It was pretty dense stuff – all theoretical – but Ben could see that Dr. Brackett had been looking into the possibility of a Time particle, a Chronolith. She’d made a pretty convincing case. It was good enough to land her a doctorate and, eventually, a laboratory in the District. But so far as Ben could see it was all observation and theory, without any practical applications. From that, she’d somehow become a modern da Vinci with patents in just about every field of study.

Ben went back to her file. After her graduation she’d served for a year as Professor Fenwick’s laboratory assistant. Then she’d somehow managed to establish her own lab.

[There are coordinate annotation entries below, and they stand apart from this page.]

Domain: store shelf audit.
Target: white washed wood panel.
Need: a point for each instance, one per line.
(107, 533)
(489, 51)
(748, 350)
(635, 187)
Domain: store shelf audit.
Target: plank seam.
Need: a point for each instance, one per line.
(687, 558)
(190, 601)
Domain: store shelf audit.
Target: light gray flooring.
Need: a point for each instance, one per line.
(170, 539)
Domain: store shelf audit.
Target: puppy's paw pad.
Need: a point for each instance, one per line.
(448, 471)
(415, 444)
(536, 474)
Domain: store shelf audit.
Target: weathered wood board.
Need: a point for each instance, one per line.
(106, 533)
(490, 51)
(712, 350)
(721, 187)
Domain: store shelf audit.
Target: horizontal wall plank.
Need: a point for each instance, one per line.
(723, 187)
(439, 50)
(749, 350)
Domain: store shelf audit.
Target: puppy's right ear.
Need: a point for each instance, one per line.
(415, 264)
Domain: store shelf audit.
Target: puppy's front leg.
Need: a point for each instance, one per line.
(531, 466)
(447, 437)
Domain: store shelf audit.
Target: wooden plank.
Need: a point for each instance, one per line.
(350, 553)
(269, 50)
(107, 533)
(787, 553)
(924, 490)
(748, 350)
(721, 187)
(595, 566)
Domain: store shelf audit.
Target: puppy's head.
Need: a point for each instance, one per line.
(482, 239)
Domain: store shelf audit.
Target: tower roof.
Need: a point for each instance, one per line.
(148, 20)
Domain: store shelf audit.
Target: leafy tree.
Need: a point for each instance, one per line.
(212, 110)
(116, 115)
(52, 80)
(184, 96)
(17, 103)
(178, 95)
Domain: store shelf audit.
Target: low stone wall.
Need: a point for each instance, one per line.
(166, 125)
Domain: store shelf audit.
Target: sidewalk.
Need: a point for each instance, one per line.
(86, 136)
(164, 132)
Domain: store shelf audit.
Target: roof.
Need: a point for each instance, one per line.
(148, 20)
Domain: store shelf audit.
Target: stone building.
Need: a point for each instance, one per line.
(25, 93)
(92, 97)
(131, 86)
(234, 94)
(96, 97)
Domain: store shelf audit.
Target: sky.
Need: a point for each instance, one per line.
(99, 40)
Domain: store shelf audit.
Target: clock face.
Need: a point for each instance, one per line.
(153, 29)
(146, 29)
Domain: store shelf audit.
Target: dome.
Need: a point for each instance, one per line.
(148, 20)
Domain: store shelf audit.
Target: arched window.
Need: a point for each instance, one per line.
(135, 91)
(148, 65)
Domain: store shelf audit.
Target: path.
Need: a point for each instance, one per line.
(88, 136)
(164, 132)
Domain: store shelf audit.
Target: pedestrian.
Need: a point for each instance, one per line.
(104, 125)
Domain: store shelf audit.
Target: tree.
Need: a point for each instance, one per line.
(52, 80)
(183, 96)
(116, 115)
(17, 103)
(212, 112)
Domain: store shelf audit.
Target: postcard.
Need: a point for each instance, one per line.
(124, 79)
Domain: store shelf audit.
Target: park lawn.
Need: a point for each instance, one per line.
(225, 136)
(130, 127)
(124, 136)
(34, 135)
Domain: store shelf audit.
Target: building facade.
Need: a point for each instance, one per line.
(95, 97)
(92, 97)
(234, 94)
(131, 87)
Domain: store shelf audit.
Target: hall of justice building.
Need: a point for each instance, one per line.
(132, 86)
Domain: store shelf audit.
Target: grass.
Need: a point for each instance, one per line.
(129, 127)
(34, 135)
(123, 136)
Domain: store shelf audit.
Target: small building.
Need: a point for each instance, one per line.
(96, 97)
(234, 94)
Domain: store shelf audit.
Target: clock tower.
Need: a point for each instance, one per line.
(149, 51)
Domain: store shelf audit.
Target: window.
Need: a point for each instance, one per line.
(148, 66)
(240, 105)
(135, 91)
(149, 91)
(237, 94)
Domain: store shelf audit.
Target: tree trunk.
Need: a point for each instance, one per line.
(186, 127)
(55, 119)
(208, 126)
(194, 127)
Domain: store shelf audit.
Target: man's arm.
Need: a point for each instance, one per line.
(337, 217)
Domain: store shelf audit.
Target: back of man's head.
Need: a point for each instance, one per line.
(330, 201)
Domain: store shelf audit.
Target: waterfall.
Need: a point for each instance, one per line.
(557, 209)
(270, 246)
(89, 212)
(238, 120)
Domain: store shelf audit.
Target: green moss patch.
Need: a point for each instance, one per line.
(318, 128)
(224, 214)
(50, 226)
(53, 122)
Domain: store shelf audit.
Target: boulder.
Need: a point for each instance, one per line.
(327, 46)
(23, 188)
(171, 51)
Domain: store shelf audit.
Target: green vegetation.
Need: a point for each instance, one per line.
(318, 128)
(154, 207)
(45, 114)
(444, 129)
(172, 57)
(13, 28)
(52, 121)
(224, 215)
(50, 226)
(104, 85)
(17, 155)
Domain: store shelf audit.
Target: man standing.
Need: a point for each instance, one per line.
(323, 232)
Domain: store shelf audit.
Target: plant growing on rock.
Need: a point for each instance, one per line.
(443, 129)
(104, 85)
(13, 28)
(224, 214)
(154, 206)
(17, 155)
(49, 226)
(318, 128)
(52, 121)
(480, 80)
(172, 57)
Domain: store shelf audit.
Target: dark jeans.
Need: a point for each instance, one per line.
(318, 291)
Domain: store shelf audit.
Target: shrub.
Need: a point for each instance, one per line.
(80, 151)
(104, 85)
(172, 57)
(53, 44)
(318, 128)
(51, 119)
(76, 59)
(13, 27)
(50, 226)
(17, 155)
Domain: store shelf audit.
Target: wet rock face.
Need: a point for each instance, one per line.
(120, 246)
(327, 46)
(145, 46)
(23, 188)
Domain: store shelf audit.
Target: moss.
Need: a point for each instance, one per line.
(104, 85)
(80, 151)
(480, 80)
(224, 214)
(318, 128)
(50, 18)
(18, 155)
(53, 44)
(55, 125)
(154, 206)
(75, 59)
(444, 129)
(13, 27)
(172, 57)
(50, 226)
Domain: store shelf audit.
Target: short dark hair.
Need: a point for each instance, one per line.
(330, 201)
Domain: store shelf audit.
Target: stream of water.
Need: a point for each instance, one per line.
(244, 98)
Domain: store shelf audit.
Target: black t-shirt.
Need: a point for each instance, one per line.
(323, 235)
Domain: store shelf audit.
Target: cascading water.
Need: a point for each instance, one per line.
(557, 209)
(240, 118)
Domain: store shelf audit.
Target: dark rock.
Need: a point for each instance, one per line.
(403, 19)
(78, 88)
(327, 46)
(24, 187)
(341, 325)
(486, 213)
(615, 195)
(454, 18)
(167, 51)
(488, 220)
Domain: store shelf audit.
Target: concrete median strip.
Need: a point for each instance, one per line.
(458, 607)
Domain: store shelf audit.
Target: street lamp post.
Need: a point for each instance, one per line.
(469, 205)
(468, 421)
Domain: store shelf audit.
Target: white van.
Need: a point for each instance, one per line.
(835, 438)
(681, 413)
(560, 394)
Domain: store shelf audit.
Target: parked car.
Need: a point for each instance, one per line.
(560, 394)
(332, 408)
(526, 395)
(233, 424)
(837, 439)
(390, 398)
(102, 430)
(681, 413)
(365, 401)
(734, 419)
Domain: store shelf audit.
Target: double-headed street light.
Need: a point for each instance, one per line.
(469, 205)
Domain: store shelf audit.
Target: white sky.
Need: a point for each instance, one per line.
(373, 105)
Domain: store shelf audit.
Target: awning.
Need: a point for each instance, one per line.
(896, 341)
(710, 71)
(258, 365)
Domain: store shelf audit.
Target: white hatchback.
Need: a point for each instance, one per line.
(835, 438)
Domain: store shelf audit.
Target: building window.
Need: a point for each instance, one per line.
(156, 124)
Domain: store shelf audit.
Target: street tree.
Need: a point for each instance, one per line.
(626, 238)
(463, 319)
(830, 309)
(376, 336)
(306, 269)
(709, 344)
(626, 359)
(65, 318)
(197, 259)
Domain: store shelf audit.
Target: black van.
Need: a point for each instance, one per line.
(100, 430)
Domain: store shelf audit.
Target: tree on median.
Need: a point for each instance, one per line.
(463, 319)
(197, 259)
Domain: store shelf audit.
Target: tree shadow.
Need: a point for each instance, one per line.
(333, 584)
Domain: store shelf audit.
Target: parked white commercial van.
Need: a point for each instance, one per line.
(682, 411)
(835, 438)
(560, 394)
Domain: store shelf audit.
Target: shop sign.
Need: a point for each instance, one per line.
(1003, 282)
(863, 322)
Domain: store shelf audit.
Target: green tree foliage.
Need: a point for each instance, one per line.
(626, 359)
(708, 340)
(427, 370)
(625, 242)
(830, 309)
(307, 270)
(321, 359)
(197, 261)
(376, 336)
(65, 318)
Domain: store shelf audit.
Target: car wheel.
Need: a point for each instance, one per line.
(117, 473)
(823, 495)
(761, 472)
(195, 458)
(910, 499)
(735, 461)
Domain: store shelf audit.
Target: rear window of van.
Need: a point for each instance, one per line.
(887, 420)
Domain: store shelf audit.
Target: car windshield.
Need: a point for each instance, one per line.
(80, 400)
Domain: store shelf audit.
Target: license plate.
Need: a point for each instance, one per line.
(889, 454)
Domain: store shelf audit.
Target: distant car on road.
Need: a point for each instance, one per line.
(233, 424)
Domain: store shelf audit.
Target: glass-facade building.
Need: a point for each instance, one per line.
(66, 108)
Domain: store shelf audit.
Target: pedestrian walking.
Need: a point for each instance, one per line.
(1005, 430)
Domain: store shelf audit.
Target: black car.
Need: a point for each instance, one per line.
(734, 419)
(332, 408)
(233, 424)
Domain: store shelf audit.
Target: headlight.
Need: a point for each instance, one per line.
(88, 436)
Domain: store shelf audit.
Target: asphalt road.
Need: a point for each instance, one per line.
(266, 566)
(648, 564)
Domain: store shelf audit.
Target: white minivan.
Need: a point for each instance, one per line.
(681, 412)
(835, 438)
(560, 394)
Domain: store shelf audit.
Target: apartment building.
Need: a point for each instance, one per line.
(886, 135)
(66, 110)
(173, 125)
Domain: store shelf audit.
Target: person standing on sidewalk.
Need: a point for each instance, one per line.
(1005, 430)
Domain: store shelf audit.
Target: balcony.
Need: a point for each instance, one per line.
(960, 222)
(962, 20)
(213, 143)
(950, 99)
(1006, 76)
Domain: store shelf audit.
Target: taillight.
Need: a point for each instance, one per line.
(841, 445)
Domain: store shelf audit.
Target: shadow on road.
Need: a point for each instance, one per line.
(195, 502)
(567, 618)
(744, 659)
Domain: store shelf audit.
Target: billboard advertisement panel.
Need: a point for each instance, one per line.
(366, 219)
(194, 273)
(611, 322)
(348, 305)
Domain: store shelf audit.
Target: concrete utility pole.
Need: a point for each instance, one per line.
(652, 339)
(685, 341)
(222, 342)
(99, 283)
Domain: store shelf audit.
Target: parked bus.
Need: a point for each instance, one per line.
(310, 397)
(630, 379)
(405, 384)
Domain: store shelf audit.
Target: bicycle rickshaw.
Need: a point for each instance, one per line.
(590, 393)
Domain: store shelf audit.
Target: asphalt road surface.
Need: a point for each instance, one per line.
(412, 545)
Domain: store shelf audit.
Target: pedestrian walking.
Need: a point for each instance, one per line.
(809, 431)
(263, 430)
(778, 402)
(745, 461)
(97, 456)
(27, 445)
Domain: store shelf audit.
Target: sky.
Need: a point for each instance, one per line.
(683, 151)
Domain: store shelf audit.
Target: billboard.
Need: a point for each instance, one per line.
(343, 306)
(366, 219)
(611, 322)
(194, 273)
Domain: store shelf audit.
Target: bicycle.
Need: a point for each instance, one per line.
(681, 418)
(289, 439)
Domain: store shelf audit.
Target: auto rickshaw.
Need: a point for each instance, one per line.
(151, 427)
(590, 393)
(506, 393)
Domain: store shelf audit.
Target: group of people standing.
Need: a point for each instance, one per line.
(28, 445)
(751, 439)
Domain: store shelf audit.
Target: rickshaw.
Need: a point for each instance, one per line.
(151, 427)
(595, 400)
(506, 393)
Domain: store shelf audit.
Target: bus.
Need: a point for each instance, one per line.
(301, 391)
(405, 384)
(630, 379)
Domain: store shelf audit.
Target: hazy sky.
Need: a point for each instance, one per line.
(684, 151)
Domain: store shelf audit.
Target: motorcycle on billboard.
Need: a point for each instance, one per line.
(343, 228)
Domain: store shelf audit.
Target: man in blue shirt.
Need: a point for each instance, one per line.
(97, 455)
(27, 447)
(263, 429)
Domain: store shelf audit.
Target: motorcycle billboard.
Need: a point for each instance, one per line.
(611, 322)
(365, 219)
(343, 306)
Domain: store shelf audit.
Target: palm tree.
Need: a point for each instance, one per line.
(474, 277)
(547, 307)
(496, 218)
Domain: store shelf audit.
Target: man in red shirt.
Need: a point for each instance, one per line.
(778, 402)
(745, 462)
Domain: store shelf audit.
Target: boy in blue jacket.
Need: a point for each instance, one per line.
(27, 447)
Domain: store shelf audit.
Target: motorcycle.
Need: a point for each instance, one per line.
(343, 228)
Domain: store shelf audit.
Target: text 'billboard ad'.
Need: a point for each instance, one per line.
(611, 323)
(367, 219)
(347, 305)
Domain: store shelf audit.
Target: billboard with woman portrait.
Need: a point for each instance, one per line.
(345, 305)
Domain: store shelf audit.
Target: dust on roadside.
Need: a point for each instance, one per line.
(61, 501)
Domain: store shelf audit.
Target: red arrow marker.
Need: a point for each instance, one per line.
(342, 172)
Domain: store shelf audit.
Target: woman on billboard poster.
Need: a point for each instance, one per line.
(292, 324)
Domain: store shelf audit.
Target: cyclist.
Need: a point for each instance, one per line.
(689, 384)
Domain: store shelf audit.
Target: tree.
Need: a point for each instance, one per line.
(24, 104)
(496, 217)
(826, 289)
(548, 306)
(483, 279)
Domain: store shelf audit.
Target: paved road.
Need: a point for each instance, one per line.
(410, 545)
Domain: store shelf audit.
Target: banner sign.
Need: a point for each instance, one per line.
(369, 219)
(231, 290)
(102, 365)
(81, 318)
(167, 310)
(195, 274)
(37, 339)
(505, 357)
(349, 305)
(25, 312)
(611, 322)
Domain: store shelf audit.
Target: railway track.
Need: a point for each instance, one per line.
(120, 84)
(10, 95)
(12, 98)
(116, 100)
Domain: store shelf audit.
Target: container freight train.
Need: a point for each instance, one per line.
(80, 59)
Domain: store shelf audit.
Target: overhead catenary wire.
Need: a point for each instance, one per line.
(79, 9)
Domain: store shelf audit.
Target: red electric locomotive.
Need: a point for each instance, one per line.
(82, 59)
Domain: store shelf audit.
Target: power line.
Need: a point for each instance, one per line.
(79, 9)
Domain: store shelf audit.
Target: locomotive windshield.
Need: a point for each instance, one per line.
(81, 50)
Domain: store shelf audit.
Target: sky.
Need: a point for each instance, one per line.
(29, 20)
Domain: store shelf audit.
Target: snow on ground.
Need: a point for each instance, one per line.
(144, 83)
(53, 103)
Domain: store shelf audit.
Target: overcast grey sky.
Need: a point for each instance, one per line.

Ben’s third cup of coffee had gone cold, he discovered. “Professor Fenwick,” he said aloud.

Violet, typing away at the desk next to him, said “Terribly sad, with him so young.”

“It really was a mystery, too. I mean, there he is, researching dreams, and the next thing you know his whole laboratory turns into a carnivorous fungus. No way out, of course.”

He thought back to the incident. “We all figured it was due to something Doctor Pratt was doing next door. With the biomass dispersal system. Some kind of accident. But it was so much like a nightmare that you had to wonder whether he’d done it himself, somehow. With his dream research.”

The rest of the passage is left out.